Retó a Danny con la mirada. Había un montón de maneras de comunicarse con un preso.

– Compruebe sus llamadas de teléfono, el registro de visitas -dijo Dario.

– Ya lo hicimos.

– Entonces, ¿qué más quieren?

– Steven Guista -dijo Danny.

– Hoy libra. Es su cumpleaños. Le he dado dos días libres. He tenido que despedir a siete de los panaderos y reducir la producción a la mitad desde que empezó la moda de las dietas. El pan es el chico malo. ¿Se imagina? Cosas de la vida. Pero si aparece en la mismísima Biblia, por amor de Dios. ¿Qué quieren de Stevie? ¿Ha hecho algo?

– Nos gustaría hablar con él y echar un vistazo a su furgoneta -dijo Danny.

– La tiene él.

– Lo sé. Nos lo ha dicho su secretaria.

– Helen es mi ayudante.

Se abrió la puerta y entró la mujer con una gran bolsa blanca de papel.

– Lo siento -le dijo a Marco.

No parecía arrepentida. Marco se encogió de hombros. Ella le entregó la bolsa a Danny.

– Si no le importa, me gustaría entrar y elegir yo mismo el pan -dijo Danny.

– ¿Acaso cree que he salido a la calle a comprarlo? -preguntó ella.

Danny se encogió de hombros y no pudo resistir el impulso de colocarse bien las gafas.

– Está bien -dijo Marco-. Enséñales a estos señores el horno y después enséñales dónde está la puerta.

Volviéndose hacia Danny, añadió:

– No más preguntas. Si vuelven por aquí, háganlo con una orden judicial.

Helen Grandfield se dio la vuelta y acompañó a los agentes hasta la puerta. La siguieron por el pasillo y atravesaron las puertas que daban a la panadería.
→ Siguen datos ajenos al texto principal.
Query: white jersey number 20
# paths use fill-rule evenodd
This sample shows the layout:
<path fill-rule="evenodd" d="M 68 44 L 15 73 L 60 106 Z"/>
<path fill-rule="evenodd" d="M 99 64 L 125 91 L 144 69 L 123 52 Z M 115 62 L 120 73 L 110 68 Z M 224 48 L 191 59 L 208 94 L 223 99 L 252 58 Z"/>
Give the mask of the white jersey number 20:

El olor a pan cocido era fuerte, bueno y reconfortante.

– Elijan lo que quieran -dijo Helen mientras una docena de panaderos y ayudantes, todos ellos con delantales y gorros de papel de color blanco, les miraban y después retomaban el trabajo.
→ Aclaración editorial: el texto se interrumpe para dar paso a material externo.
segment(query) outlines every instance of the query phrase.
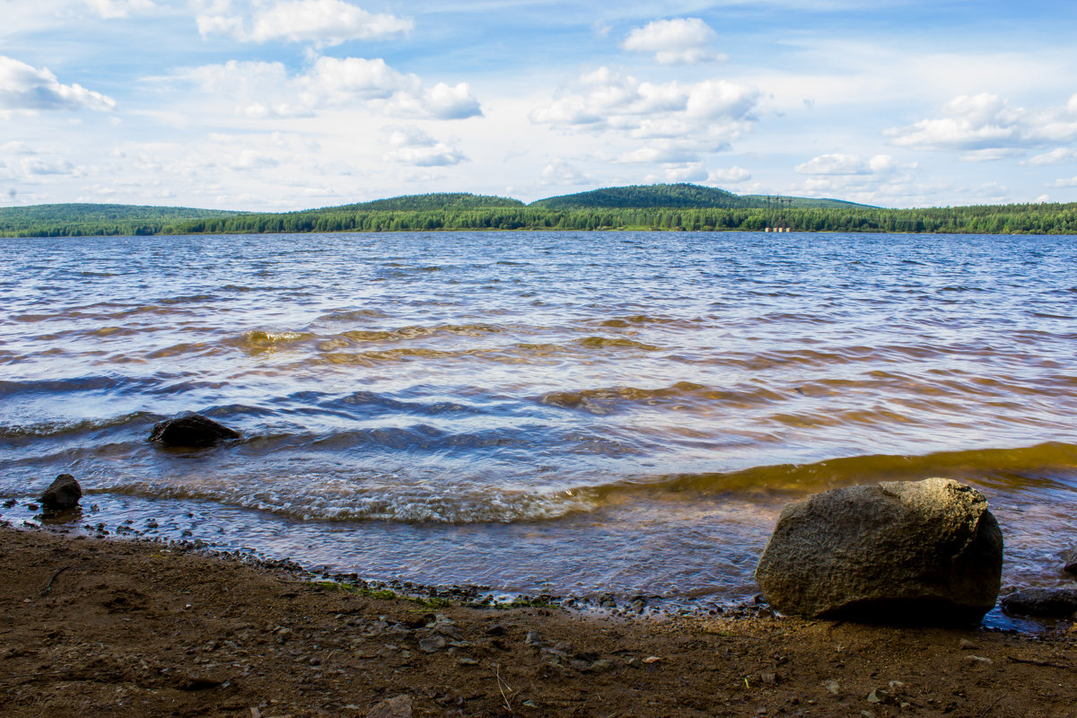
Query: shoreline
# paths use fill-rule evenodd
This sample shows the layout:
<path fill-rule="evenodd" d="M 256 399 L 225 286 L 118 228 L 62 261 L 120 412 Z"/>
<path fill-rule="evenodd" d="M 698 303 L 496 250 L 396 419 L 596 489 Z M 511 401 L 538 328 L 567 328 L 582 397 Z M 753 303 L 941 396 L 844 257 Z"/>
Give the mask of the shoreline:
<path fill-rule="evenodd" d="M 16 717 L 1064 716 L 1067 625 L 423 606 L 283 562 L 0 525 L 0 707 Z"/>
Danny guardó panecillos y barras de pan en otra bolsa blanca de papel, después dejó las dos bolsas en el suelo mientras recogía una muestra de harina de la mesa sobre la que reposaba la masa de pan sin cocer esperando para entrar en el horno. Introdujo la harina en otra bolsa.

– Gracias -dijo Danny pasándole su maletín a Martin y alzando del suelo las dos bolsas de papel con pan.

Martin se fijó en que el agente del CSI agarraba las bolsas con los dedos por encima del borde. Danny Messer quería conservar las huellas dactilares de Helen Grandfield.

– ¿Eso es todo? -preguntó ella.

– Eso es todo -asintió Danny.

Fue hacia la puerta de la panadería junto a Martin. Helen Grandfield no los siguió. Antes de salir, Danny escaneó de forma automática las paredes, el suelo, escuchó, olió… Habían recorrido unos cuatro metros del pasillo, dejando atrás la puerta de la oficina de Marco, y se hallaban frente a otra oscura puerta de oficina, cuando Danny se detuvo y bajó la vista. Martin hizo lo mismo y vio cómo Danny apoyaba una rodilla en el suelo.

Había dos oscuras líneas de unos treinta centímetros de largo y separadas por unos trece centímetros. Abrió su maletín e hizo unas cuantas fotografías de las marcas y después tomó muestras del material de los arañazos.

Cuando ya casi había acabado, se abrió la puerta de la panadería al fondo del pasillo. Danny y Martin miraron a Helen Grandfield.

Ella miró a Danny a los ojos desde la distancia. A él no le importaba ser el primero en parpadear. No estaba para esa clase de cosas. Lo que le importaban eran aquellas marcas, que podían ser, debido al color, a la textura y al olor, las marcas de los tacones de unos zapatos.